FPK

1997 Aug 24 & 25


I went to Fremont Peak Sunday night, the 24th. The fog stayed low, but was not very thick, so I had clear sky but not awfully dark conditions. Seeing was so-so -- I mostly looked at galaxies and other Herschel objects with the Intes 6-inch, so that didn't matter.

It was most interesting watching the fog's position and extent change during twilight. The afternoon had evidently seen a modest marine layer over the coastal plain and offshore, perhaps with the tops at a thousand feet or so. When I arrived, shortly before sunset, a sea breeze was blowing, though not as strong as on Saturday night, and from a slightly different direction. The marine layer was being lifted over the lower flanks of the peak, to the southwest of the southwest parking lot, and as it flowed up over the mountain side, cloud condensed, but as it flowed down the far side, much of the moisture evaporated again. The sea breeze was fast enough that one could easily watch the phenomenon, it looked like white water forming on a standing wave in rapids.
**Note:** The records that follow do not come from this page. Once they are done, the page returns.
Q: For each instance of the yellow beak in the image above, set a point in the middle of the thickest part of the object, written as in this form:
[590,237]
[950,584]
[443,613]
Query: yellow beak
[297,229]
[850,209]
Had the breeze been a little stronger, or headed in a little different direction, the Peak would have been swamped, as on Saturday. But over the course of an hour or two, the breeze slowly dropped, the rate of motion and fog volume in the "rapids" declined to match, and the SW lot remained clear and dry. By the time I left, at 0030 PDT, the wind was nearly calm, and subsidence had warmed and dissipated nearly all of the fog on the coastal plain. On the drive back up 101, I encountered no low fog and scud till San Jose.

I looked at Jupiter and Saturn in the Intes, but the seeing was such that 214x was too much magnification except for occasional brief flashes of more detail. A Galilean satellite transit was in progress at about midnight -- Io, I think. I could easily see the shadow of the moon on Jupiter, but could not pick out the satellite itself, against the bright equatorial zone. Perhaps better seeing would have made it possible to do so.
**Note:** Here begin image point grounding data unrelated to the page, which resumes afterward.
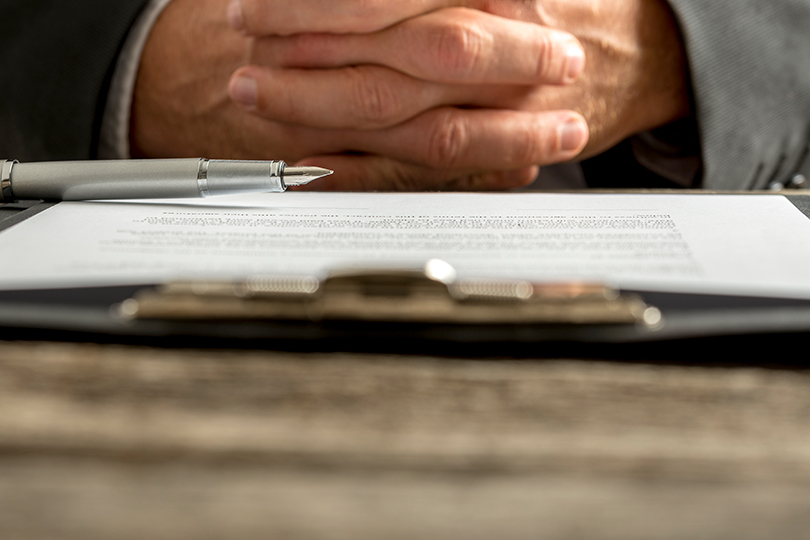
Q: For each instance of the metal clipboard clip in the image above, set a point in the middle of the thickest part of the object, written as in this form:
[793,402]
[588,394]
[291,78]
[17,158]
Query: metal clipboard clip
[433,294]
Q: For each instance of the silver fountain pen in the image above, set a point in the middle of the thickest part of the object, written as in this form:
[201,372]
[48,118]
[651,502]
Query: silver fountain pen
[147,179]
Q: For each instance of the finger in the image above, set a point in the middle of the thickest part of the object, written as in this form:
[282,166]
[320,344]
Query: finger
[483,139]
[378,173]
[365,97]
[454,45]
[286,17]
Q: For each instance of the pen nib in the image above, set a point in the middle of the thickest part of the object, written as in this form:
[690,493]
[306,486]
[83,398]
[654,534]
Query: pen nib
[298,176]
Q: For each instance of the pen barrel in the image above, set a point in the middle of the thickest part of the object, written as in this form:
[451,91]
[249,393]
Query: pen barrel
[119,179]
[144,179]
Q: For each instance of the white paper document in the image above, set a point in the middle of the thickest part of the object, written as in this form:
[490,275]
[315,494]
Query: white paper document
[719,244]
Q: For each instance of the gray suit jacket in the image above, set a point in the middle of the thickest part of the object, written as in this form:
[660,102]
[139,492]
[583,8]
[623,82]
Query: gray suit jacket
[749,62]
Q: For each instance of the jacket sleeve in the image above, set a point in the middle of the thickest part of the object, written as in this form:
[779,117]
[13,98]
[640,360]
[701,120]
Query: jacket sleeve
[58,57]
[749,62]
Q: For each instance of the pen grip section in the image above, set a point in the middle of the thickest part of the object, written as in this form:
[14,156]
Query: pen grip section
[223,177]
[120,179]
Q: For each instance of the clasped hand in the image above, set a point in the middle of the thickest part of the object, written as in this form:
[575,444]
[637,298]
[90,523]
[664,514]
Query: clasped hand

The Herschel list is quite neat to go through -- there is a lot of quite interesting stuff out there that nobody bothers to look at, that is fairly easy in amateur-sized telescopes. Anybody ever see the emission nebulosity between the Lagoon and the Trifid?
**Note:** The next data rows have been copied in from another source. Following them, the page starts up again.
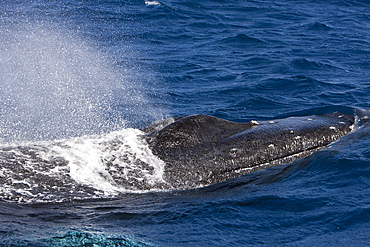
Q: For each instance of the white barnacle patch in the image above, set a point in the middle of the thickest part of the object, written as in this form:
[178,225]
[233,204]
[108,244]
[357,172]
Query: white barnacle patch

One of the nice things about being at the peak on off nights is the wildlife. Late Saturday, after everybody but me had left from the southwest lot, a gray fox wandered across the asphalt, sniffing curiously at places where we had been. The animal knew I was there, but couldn't have cared less -- the fox was quite content only 15 meters from a human being. On the way down the hill I saw a raccoon family, two striped skunks, and two house cats. Coming down the road this morning yielded sightings of two skunks -- probably the same two, based on position on the road -- an opossum, the disappearing tail of what was probably another gray fox, a large owl, and a juvenile bobcat. The latter was very perplexed, frightened and confused by the lights of my car. I stopped on the road and waited till the little creature had gotten off to the side and well into the brush. I wonder if its mom was around. And the volunteer caretaker stated that within the past week, there had been wild pigs and deer in the southwest parking lot.


I was at Fremont Peak again on Monday 25 August, 1997. The marine layer over the coastal plain and off shore appeared thicker than it had been on either of the two preceding nights, but the wind stayed fairly calm, so the fog and cloud showed no tendency to move upslope and engulf the park. It was warm enough for much of the evening that I did not need either hat or jacket, though it got a little cooler and breezier near midnight.

I had my Intes six-inch, and chased down another bunch of objects on my "Herschel 2514" list. Most were galaxies, but not all -- NGC 7076 is a small, faint nebulous patch in Cepheus, and NGC 7067 is a tiny open cluster only a few degrees from M39. Some of the open clusters that Herschel found are listed non-existent in recent versions of the NGC, but there is an "object" of some sort at the position, perhaps a real cluster lost against background stars on deep plates, or a chance association of a few stars.

I looked at Jupiter and Saturn at about midnight; I just missed the double transit that several others reported, but saw the two moons nearly merged, off to the side of the planet. Seeing was pretty good.

I was not alone in the southwest parking lot: Two TAC newcomers showed up with a new 10-inch Meade equatorially-mounted Newtonian. They were having trouble polar-aligning, the mount being a little wobbly. I only looked through their telescope briefly -- it gave a nice view of the Dumbbell Nebula, M27.

On the way back down the road, I saw a gray fox, an opossum, and -- on the flats nearly all the way to the outskirts of San Juan Bautista -- two deer, trotting across the road and leaping the agricultural fencing with grace and ease.